Casey Burt joined the Olympic Aquatic Club following her sophomore season with the Bremerton girls swim team.
The decision to join OAC, a year-round swim program, paid dividends; Burt enters her junior year in midseason form with honed and improved skills.
“She is leaps and bounds above where she was last year,” said fourth-year Bremerton girls swim coach Justin Adrian, who hopes to see more BHS swimmers follow in Burt’s wake. “If we can get one or two (year-round swimmers) every year, it really gives us a competitive advantage against the schools we’re swimming against.”
The 2009 Bremerton girls swim team is comprised of 12 members, but only two of them — Burt and freshman Erin Woolnough — are year-round swimmers. That means the majority of the team has yet to hit peak form even though the regular season started Sept. 10.
Since swimming is contingent on conditioning, Adrian has spent the early part of the season trying to get his swimmers in shape. Some of them had never jumped in a pool for competitive purposes prior to this season. Others simply ignored the sport during the offseason.
“It takes a lot of dedication, it really does,” Adrian said of swimming year-round. “A lot of them are out of shape because they haven’t swum since last year. They come in and realize they can’t just jump in and be where they were last year. So we’re getting back to where we were, tightening up their techniques and getting them to swim faster.”
Even Burt, who most likely will swim the 100-yard butterfly, 200 individual medley and 500 freestyle, is swimming slower than she prefers. In the opener against Port Angeles, Burt hovered around the 1-minute, 24-second mark in the 100 fly, about five seconds slower than her preseason goal of 1:18 or 1:19. Part of that could be attributed to the fact that OAC members don’t swim in August.
“You just want to beat your own times,” Burt said. “Mainly, you want to improve for yourself.”
A member of the team since her freshman season, Burt has emerged as a leader for the Knights. From top to bottom, Burt said, the team is boosting its core strengths — speed and technique — and also showing marked improvement on starts from the block.
“With technique will come speed,” she said. “So you’ve got to work on your core a lot, get your core strengths so you can keep your line when you’re swimming and then go faster.”
Team members are required to log 10 practices to be eligible for regular-season meets, but Adrian had a few swimmers join late. As a result, BHS had just eight eligible swimmers when it hosted Port Angeles in a loss Sept. 10. The team didn’t have to forfeit any swims, but it was outmanned by PA’s 30-plus-member team. To be competitive and “comfortable” covering all the races in a meet, including relays, Adrian said a team needs closer to 12 swimmers.
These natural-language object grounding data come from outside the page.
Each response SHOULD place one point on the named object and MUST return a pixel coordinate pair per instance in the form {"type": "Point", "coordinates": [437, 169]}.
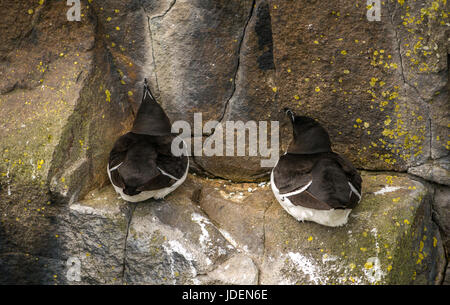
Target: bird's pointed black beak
{"type": "Point", "coordinates": [147, 91]}
{"type": "Point", "coordinates": [290, 113]}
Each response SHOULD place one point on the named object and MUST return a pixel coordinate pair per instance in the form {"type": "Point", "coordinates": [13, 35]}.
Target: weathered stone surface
{"type": "Point", "coordinates": [389, 239]}
{"type": "Point", "coordinates": [238, 210]}
{"type": "Point", "coordinates": [172, 241]}
{"type": "Point", "coordinates": [389, 76]}
{"type": "Point", "coordinates": [238, 270]}
{"type": "Point", "coordinates": [253, 97]}
{"type": "Point", "coordinates": [93, 232]}
{"type": "Point", "coordinates": [69, 89]}
{"type": "Point", "coordinates": [441, 210]}
{"type": "Point", "coordinates": [437, 171]}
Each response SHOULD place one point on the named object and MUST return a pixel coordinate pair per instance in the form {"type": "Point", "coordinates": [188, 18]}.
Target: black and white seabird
{"type": "Point", "coordinates": [310, 181]}
{"type": "Point", "coordinates": [141, 165]}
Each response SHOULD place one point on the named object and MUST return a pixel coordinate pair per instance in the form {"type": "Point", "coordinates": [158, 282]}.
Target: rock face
{"type": "Point", "coordinates": [389, 239]}
{"type": "Point", "coordinates": [70, 89]}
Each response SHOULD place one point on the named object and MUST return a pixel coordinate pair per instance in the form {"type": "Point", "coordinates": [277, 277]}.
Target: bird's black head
{"type": "Point", "coordinates": [309, 136]}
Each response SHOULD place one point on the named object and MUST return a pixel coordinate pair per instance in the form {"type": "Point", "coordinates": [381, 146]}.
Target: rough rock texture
{"type": "Point", "coordinates": [69, 89]}
{"type": "Point", "coordinates": [389, 239]}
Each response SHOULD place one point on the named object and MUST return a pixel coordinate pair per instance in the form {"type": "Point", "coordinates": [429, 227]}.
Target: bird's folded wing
{"type": "Point", "coordinates": [158, 182]}
{"type": "Point", "coordinates": [291, 175]}
{"type": "Point", "coordinates": [352, 174]}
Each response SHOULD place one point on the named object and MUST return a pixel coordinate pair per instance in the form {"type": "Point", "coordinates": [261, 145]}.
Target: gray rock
{"type": "Point", "coordinates": [437, 171]}
{"type": "Point", "coordinates": [172, 241]}
{"type": "Point", "coordinates": [238, 270]}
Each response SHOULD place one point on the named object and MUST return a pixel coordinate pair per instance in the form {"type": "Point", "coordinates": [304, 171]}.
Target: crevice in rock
{"type": "Point", "coordinates": [132, 209]}
{"type": "Point", "coordinates": [241, 41]}
{"type": "Point", "coordinates": [153, 54]}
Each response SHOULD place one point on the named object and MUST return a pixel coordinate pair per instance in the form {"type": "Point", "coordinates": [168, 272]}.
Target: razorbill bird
{"type": "Point", "coordinates": [141, 165]}
{"type": "Point", "coordinates": [310, 181]}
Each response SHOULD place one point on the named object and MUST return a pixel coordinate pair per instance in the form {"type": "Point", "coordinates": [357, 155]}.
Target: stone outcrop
{"type": "Point", "coordinates": [69, 89]}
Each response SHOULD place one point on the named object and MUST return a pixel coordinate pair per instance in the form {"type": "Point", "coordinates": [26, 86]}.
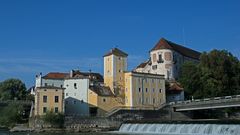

“We had some good swims,” he said of the PA meet. “But the meet was just kind of dominated by (Port Angeles’) presence. They had a lot of swimmers.”
Adrian keeps a spreadsheet of all his swimmers’ times and will monitor it to mark the progress of the team as the season unfolds. He also hopes to see more swimmers turn out — the boys team had 24 members last season — to bolster the program.
In order for that to happen, however, it’s up to members of the team to encourage friends and classmates to join.
“We’re always looking for more swimmers,” Adrian said. “The biggest thing is to build (the program) back up and try to get in the 20s with the (total number) of swimmers.”
The Knights hope to compete at the district meet in November, but Adrian knows little about the competition in the Olympic League and how his team stacks up.
As a result, the team is focused on its own progress and having a good time along the way.
“Swimming is not really a team sport, but it is a team sport,” Adrian said. “We try to get them to rally around each other and enjoy it and have fun with the swim meets.”